Luciano Perna (1958 – 2021)
by Thomas Lawson
In a 1993 interview in Bomb, Luciano Perna described himself as “an international folkloric artist,” and went on to refine the definition by underlining his “anxieties to be contemporary.” The international aspect is easy to parse; a born Neapolitan, he spent his teenage years in Caracas, before moving to Los Angeles in 1979 to study at CalArts. At CalArts he worked with John Baldessari and Douglas Huebler, with Judy Fiskin and Jo Ann Callis, but somehow managed to maintain an outsider stance, refusing to be limited by any kind of professional descriptor or national identity. He read the books, saw the shows, but always stood slightly athwart, calling BS. He always took photographs, but also sometimes painted, and often made constructed sculptures using found materials scavenged from flea markets and food stores, old Weber grills and cheap spaghetti.
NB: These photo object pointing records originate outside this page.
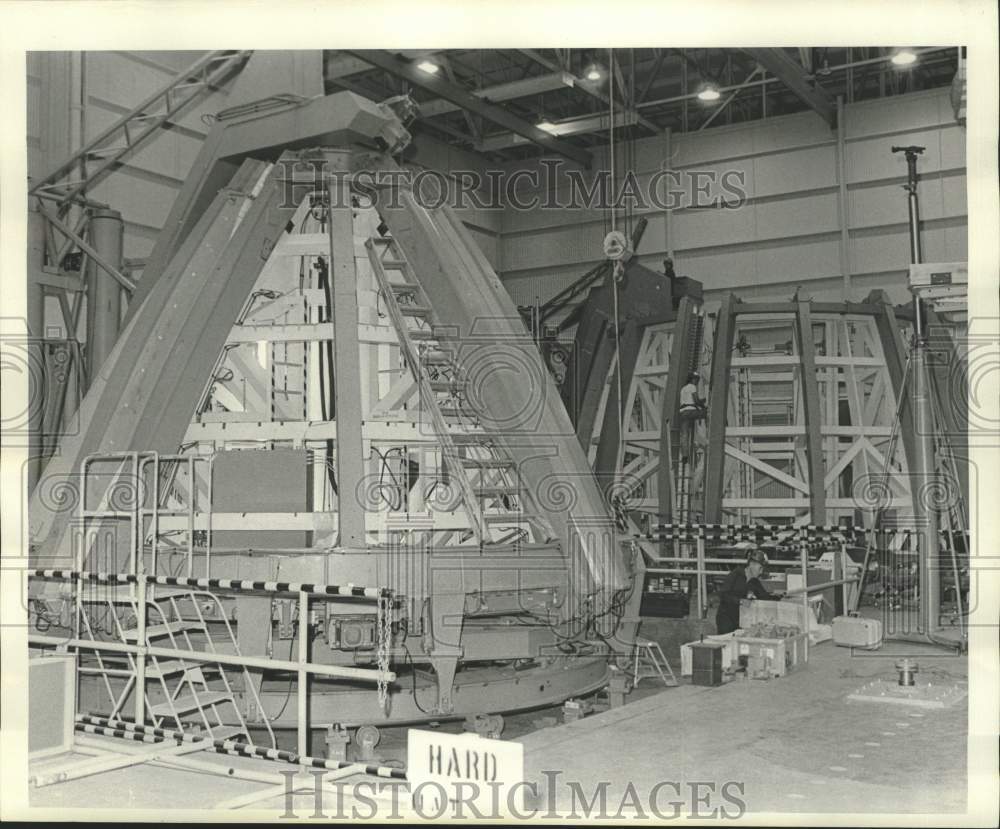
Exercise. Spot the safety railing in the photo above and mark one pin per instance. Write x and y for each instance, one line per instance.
(141, 650)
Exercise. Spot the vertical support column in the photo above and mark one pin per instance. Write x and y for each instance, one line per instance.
(103, 292)
(718, 401)
(680, 361)
(668, 230)
(806, 612)
(141, 644)
(302, 720)
(347, 367)
(35, 324)
(843, 212)
(814, 417)
(895, 352)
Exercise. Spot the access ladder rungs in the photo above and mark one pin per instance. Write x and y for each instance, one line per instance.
(188, 703)
(156, 631)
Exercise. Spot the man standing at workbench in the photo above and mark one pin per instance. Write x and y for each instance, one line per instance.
(741, 581)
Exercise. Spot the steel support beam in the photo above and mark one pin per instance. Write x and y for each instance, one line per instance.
(402, 68)
(523, 88)
(347, 366)
(589, 88)
(680, 365)
(795, 77)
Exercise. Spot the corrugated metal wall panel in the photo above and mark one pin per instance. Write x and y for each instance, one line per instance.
(789, 231)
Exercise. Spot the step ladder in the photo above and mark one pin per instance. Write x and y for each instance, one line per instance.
(647, 661)
(183, 693)
(498, 507)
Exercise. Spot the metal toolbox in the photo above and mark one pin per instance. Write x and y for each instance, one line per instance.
(857, 632)
(773, 657)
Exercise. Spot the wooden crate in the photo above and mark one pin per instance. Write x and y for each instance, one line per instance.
(776, 657)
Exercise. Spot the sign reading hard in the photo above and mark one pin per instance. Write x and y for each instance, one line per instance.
(464, 776)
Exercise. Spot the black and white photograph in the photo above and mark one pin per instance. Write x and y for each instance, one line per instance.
(564, 414)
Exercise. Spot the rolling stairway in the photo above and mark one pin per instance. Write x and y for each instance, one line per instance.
(498, 507)
(181, 692)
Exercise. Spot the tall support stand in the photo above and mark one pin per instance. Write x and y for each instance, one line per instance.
(103, 292)
(347, 375)
(924, 466)
(36, 352)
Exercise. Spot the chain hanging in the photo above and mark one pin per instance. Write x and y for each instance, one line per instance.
(383, 630)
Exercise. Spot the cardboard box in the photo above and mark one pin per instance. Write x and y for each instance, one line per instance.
(728, 652)
(775, 657)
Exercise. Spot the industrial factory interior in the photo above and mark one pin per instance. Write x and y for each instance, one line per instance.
(483, 433)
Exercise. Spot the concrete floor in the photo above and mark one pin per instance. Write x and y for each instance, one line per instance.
(796, 744)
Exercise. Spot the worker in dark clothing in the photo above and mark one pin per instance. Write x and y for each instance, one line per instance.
(740, 581)
(692, 409)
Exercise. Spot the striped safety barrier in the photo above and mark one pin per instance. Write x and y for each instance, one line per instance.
(218, 584)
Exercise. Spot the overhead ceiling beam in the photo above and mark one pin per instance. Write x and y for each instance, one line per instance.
(342, 64)
(793, 75)
(402, 68)
(587, 87)
(574, 126)
(504, 92)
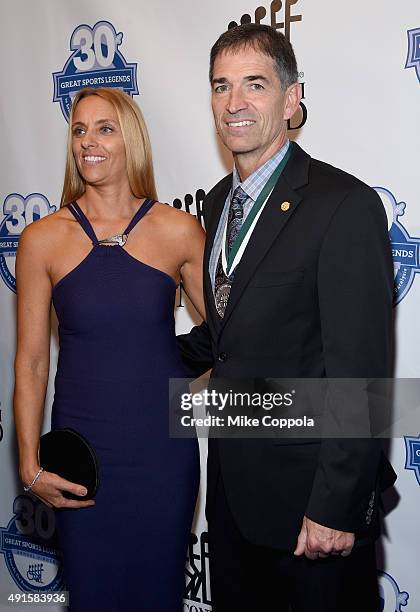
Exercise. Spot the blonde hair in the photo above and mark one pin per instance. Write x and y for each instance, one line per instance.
(137, 146)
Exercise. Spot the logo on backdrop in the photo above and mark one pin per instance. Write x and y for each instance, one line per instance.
(194, 206)
(279, 15)
(390, 597)
(405, 248)
(412, 455)
(413, 53)
(19, 211)
(191, 204)
(96, 61)
(30, 547)
(197, 592)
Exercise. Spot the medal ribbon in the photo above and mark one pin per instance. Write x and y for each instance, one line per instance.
(230, 257)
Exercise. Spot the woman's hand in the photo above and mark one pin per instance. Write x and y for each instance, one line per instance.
(49, 487)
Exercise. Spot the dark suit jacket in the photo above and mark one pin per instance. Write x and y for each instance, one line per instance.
(312, 297)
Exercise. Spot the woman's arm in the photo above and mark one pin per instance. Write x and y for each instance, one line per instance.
(32, 363)
(192, 267)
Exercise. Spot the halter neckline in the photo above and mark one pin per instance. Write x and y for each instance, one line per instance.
(86, 225)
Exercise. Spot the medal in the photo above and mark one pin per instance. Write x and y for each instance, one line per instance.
(221, 298)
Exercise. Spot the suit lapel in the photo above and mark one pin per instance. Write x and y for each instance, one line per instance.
(271, 222)
(215, 204)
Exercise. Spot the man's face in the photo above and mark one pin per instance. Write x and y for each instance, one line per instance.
(249, 106)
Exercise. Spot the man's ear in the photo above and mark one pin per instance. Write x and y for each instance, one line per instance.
(292, 100)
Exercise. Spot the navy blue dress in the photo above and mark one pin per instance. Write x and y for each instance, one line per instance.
(117, 351)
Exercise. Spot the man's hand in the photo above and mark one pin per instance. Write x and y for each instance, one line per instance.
(315, 541)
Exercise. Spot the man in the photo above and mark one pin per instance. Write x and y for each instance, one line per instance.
(302, 294)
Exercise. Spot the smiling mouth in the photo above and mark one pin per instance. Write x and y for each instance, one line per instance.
(244, 123)
(93, 159)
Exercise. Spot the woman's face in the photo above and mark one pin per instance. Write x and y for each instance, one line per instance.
(97, 142)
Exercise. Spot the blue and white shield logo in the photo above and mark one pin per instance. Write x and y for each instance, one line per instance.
(96, 61)
(412, 455)
(390, 597)
(413, 54)
(405, 248)
(30, 547)
(19, 211)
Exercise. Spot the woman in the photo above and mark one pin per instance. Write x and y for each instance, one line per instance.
(114, 299)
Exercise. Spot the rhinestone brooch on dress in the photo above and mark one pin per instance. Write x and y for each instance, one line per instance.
(117, 239)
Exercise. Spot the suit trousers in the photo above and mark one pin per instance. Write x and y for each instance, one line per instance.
(246, 577)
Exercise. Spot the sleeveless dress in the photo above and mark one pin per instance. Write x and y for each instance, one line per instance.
(117, 350)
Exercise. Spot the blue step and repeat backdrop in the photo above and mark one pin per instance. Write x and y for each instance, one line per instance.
(359, 66)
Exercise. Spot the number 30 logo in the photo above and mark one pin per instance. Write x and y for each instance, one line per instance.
(19, 212)
(95, 61)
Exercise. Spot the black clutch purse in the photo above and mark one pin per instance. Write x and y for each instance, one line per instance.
(67, 453)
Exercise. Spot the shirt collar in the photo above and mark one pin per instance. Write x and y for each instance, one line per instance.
(256, 181)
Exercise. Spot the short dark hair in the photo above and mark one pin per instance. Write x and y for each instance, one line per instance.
(262, 38)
Through these materials he composed elaborate visual puns and creaking jokes about modern art and culture—imagine Mario Merz with a sense of humor.
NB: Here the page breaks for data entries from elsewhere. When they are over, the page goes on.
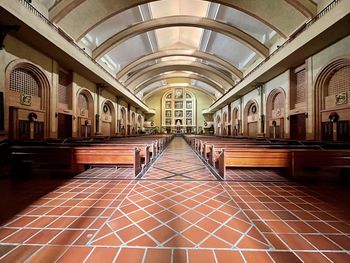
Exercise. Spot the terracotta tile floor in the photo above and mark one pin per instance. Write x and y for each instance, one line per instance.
(118, 173)
(186, 220)
(261, 175)
(178, 162)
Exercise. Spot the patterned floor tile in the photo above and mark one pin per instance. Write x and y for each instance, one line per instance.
(184, 215)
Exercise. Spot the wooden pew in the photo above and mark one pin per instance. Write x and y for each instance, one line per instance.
(324, 159)
(253, 157)
(107, 155)
(72, 160)
(215, 149)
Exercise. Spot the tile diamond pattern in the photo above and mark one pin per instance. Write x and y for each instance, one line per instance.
(176, 221)
(178, 162)
(192, 219)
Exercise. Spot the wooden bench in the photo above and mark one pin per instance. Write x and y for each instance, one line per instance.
(254, 158)
(214, 150)
(72, 160)
(324, 159)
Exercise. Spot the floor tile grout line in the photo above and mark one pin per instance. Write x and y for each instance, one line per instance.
(115, 208)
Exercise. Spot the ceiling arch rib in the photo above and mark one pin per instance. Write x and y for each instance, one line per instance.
(174, 21)
(307, 7)
(191, 66)
(171, 75)
(265, 11)
(146, 96)
(174, 52)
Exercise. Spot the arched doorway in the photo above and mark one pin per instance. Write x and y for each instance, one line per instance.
(27, 101)
(332, 104)
(275, 113)
(122, 124)
(139, 124)
(218, 125)
(108, 119)
(235, 122)
(224, 124)
(133, 123)
(85, 113)
(251, 119)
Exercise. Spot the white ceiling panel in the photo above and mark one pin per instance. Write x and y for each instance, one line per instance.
(229, 49)
(130, 50)
(246, 23)
(112, 26)
(178, 7)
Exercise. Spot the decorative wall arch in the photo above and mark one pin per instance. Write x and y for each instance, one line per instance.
(218, 124)
(85, 113)
(174, 52)
(108, 116)
(181, 20)
(187, 75)
(166, 66)
(139, 123)
(22, 104)
(275, 113)
(251, 118)
(133, 123)
(235, 122)
(335, 100)
(263, 11)
(123, 121)
(224, 124)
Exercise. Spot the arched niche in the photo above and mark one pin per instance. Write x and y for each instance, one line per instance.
(179, 110)
(251, 118)
(139, 123)
(108, 118)
(26, 101)
(85, 113)
(218, 124)
(133, 123)
(332, 103)
(275, 113)
(224, 124)
(235, 122)
(122, 124)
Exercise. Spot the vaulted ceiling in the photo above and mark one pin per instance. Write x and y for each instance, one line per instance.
(149, 45)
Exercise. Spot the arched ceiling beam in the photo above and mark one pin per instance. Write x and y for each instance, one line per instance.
(166, 66)
(268, 12)
(307, 7)
(174, 21)
(179, 75)
(178, 85)
(173, 52)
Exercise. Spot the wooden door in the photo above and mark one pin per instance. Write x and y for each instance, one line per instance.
(64, 126)
(298, 126)
(38, 130)
(327, 131)
(252, 129)
(106, 128)
(343, 132)
(23, 130)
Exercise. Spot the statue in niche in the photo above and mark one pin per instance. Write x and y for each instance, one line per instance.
(178, 94)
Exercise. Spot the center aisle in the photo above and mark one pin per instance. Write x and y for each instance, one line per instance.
(178, 162)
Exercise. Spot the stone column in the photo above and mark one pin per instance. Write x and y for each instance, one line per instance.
(99, 89)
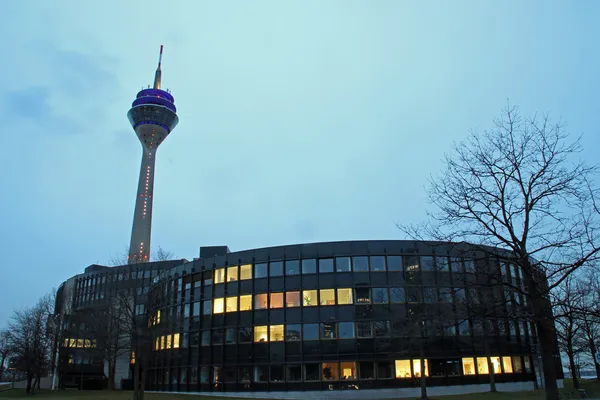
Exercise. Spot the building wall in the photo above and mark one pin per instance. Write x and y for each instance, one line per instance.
(341, 315)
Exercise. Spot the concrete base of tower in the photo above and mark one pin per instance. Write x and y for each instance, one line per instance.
(413, 392)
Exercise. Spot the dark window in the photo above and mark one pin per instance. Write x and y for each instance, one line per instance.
(206, 307)
(364, 329)
(261, 373)
(394, 263)
(292, 267)
(363, 296)
(437, 367)
(427, 263)
(217, 336)
(442, 263)
(377, 263)
(294, 373)
(276, 373)
(342, 264)
(230, 334)
(414, 294)
(276, 269)
(326, 265)
(311, 331)
(346, 330)
(380, 296)
(429, 295)
(328, 330)
(245, 334)
(309, 266)
(229, 374)
(411, 263)
(453, 367)
(366, 370)
(385, 370)
(312, 372)
(245, 374)
(293, 332)
(382, 328)
(205, 338)
(260, 270)
(397, 295)
(361, 264)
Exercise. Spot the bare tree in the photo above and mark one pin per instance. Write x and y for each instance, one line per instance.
(519, 188)
(162, 255)
(567, 302)
(4, 351)
(30, 341)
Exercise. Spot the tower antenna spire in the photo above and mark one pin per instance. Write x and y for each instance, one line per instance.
(157, 75)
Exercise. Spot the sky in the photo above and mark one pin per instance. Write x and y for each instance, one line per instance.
(300, 121)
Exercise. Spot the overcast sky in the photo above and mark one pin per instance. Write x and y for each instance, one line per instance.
(299, 121)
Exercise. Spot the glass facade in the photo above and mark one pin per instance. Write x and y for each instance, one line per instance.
(332, 321)
(344, 315)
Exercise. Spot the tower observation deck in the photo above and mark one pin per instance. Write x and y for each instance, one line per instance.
(153, 116)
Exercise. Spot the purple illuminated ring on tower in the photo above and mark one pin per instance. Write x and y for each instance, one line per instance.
(160, 101)
(156, 93)
(152, 123)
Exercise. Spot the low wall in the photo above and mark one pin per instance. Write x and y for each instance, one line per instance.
(370, 393)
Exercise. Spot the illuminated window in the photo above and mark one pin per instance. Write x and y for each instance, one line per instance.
(220, 275)
(345, 296)
(261, 333)
(276, 300)
(496, 365)
(403, 369)
(331, 372)
(348, 370)
(363, 295)
(231, 304)
(309, 298)
(482, 367)
(507, 365)
(328, 330)
(219, 306)
(260, 301)
(293, 332)
(232, 274)
(246, 302)
(417, 368)
(468, 366)
(246, 272)
(327, 297)
(518, 365)
(292, 299)
(276, 333)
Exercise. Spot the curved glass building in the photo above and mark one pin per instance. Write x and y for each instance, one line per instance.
(341, 315)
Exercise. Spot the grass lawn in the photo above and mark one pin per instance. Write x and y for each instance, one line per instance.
(592, 387)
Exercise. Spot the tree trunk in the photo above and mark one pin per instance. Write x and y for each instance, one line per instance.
(29, 379)
(489, 361)
(573, 367)
(111, 375)
(423, 378)
(594, 350)
(136, 379)
(546, 337)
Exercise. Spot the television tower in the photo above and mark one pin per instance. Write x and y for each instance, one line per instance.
(153, 116)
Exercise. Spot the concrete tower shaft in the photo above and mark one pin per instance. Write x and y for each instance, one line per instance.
(153, 116)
In his obituary in the Los Angeles Times, Christopher Knight describes one of these odd objects, an edition of small flashlight sculptures that clearly referenced works by Jasper Johns and Claes Oldenburg. But instead of realistic (if out of scale) replicas made of bronze or steel, Perna used a variety of common objects, from plungers to clothespins, to make a jerry-rigged contraption that actually casts light—an absurdity that deflates the big-time art questions about representation, while also throwing light on the real world.
Perna’s photography had a similarly subversive cast, unobtrusive documents of an art world unfolding through the 80s and 90s. Well-known in Los Angeles, he obtained credentials and invites to art fairs and symposia, gallery openings and backrooms. Once there he took black and white photographs of the many habitues, rising and forgotten; an archive of hopes and dreams. In a 2020 essay in Artforum, Benjamin H.D. Buchloh describes this as a “photography of standardizing negligence,” recording not-quite haphazard encounters with a perplexing informality that captures the randomness of so much art world activity.
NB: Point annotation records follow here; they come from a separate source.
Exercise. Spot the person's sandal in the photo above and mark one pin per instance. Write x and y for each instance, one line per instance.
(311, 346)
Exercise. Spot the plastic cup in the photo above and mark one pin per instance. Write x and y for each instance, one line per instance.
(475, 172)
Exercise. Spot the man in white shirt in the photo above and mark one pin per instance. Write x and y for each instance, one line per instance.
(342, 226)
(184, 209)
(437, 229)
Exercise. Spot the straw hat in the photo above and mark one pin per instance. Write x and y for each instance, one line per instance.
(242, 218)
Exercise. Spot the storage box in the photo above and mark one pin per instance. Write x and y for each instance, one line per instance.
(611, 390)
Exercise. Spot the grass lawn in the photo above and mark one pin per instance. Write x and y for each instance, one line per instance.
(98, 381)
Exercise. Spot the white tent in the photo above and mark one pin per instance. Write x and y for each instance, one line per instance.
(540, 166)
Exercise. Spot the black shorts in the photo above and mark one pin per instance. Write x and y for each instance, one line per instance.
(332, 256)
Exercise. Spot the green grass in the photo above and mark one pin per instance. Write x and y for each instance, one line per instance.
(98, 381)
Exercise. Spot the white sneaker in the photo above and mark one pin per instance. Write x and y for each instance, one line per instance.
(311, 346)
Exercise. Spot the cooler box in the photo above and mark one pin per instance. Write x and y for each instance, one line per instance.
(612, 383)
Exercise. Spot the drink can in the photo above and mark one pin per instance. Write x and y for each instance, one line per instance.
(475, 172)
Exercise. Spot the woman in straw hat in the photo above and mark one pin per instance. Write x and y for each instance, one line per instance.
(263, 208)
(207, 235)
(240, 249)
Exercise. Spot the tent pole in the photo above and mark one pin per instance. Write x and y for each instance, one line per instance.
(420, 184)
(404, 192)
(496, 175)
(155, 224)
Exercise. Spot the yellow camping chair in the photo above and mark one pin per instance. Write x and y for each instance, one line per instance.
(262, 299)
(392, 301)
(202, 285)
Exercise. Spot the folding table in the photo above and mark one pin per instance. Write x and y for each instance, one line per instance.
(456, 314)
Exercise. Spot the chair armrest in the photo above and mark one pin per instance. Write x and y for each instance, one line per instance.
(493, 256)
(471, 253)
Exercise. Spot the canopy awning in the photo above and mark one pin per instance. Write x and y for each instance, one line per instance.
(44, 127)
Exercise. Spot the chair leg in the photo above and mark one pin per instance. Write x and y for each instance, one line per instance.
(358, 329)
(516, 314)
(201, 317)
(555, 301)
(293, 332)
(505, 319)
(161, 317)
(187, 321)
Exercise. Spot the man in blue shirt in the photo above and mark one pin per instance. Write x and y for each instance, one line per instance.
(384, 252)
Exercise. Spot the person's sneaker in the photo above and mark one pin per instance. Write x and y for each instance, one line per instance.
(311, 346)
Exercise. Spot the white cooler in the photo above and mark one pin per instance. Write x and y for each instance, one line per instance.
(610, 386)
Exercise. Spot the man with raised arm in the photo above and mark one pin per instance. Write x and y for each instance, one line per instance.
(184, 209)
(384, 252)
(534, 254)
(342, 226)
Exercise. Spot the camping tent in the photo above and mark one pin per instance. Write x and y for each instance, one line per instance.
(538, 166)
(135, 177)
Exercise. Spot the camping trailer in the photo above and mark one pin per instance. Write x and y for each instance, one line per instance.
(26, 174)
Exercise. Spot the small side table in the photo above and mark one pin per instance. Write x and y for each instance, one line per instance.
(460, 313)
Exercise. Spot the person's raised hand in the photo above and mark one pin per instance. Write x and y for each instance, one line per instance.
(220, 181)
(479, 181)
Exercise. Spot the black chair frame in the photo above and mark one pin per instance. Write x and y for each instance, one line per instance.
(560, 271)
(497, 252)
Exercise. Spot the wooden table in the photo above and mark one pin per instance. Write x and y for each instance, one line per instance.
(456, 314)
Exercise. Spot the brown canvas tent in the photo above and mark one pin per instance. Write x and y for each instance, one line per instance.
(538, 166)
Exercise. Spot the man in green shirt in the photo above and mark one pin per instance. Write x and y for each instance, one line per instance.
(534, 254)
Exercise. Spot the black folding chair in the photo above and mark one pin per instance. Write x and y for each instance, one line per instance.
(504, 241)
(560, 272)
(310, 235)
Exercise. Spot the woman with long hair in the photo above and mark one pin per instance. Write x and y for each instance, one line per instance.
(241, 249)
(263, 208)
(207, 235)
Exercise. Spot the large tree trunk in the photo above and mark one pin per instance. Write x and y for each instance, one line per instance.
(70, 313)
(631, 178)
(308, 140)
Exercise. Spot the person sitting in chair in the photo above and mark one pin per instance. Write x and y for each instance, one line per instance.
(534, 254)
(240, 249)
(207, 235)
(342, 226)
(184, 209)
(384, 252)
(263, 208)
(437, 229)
Buchloh’s article was precipitated by a chance encounter, on social media, with a more solemn body of work that Perna began in spring 2020, in response to the COVID-19 lockdowns. These were photographs of plants and shells, everyday tools, and cutout postcard reproductions of classical sculptures, all against an impenetrably black backdrop. As Buchloh notes, these images are firmly within the memento mori tradition of Dutch still life, an altogether more somber tradition than Perna tended to look toward. But scrolling through his Instagram account from that March and April, a distinct melancholy can be sensed encroaching on the pervasive sense of the ridiculous. There are still pictures of frying eggs and oddball studio setups. But there is also, on March 16, a screen shot of a newsflash announcing that Trump is calling for limits on gatherings of more than 10 people, and that the Bay Area is going into lockdown. An announcement for an upcoming show in Zurich is titled The Unknown, The Unanswered, The Unfinished, followed by a youthful self-portrait, in Naples 1973. Then, on April 22, the first of these dark still life images, a potted plant, blooms glistening in light against an opaque velvet black. The beginnings of a series that Buchloh describes as “blossoms of current confinement and despair” triggering grave, yet slightly satirical, contemplation of our material losses. Similarly, in String in Four Parts, a ball of twine extends across a quadriptych of black panels, only to be met in a final fifth image (Scissors and String, 2020) with a pair of heavy metal shears, inevitably conjuring the Fates, as Buchloh notes. The image lands as a deeply felt foreboding.
Luciano Perna was born in Naples, Italy on January 14, 1958, and died in Los Angeles on December 28, 2021. He is survived by Darcy Huebler, his wife of 35 years.